General obligation debt requires voter approval in North Carolina, as opposed to special-indebtedness borrowing, like certificates of participation, or COPs, which lawmakers can approve without a ballot referendum. Legislators who favor the latter say it can be put to use much more quickly than general obligation debt. However, it costs slightly more and, as Cowell points out, is limited by a recent statute.
"Two years ago, the legislature passed a law stating that the preferred method of debt was general obligation, and that, of outstanding debt, 75 percent should be general obligation debt," she said. "Right now, we’re below that. So, any new debt issuance, if you were to adhere to that and comply with the statute that was passed, it needs to be general obligation – at least predominantly general obligation."
A general obligation bond would have to be placed on the ballot in either the upcoming November election or in the 2016 primary or general election. That would delay the issuance of any bonds until late 2015 at the earliest. The longer the bond takes to win voter approval, the greater the likelihood the interest rate will begin to creep back up.
Timing aside, Cowell says getting the voters to agree to the borrowing will likely be the toughest part.
In 2000, the last time a major bond issue won statewide approval, lawmakers and advocates spent more than year putting together a list of projects that would appeal to the public and then campaigning for its passage. Cowell said a similar effort would be needed for a bond approval this year. But it would have to happen quickly.

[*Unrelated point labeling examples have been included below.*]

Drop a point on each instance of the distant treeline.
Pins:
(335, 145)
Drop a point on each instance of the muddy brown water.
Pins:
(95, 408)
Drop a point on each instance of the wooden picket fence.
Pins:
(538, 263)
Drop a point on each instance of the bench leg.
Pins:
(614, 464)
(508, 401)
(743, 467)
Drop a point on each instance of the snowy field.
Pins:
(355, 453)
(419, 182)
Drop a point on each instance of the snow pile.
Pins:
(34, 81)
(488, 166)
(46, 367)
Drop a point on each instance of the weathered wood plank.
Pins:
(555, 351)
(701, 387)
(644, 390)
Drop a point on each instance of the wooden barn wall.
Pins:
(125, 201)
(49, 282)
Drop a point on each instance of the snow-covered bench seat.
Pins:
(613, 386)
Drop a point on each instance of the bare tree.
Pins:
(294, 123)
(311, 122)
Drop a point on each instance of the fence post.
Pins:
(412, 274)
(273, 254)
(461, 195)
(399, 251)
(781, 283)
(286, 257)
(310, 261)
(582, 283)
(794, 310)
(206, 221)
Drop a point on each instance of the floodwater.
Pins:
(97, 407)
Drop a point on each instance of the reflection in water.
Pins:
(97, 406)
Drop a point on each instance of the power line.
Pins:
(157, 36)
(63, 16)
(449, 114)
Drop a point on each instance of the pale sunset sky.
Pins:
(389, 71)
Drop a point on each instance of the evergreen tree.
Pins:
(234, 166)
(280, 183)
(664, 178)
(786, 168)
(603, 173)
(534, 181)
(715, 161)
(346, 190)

"We’ve had six years of anti-debt messaging, and we’ve had no positive build toward a debt issuance, and I don’t think there’s been as much public input. So, that’s the heavier lift this time," she said. "The needs are probably greater for investment, but I just don’t think we’ve had much of a public conversation around it. You have to get over the hurdle of 'debt’s bad' and then build a positive case for, 'Well, how do you want to use it?'”
The treasurer says she's been in conversation with state budget writers, as well as with the business community, most notably the North Carolina Chamber. She says some are concerned that too large a bond could mean less regular funding in the annual state budget.
"They don’t want a bond to be perceived as, ‘Oh, well, we’re done,’" she said. "This is just part of a more comprehensive strategy of funding growth in our state, of funding our infrastructure. But I certainly think that prudent use of low-finance public debt is one piece of that larger puzzle."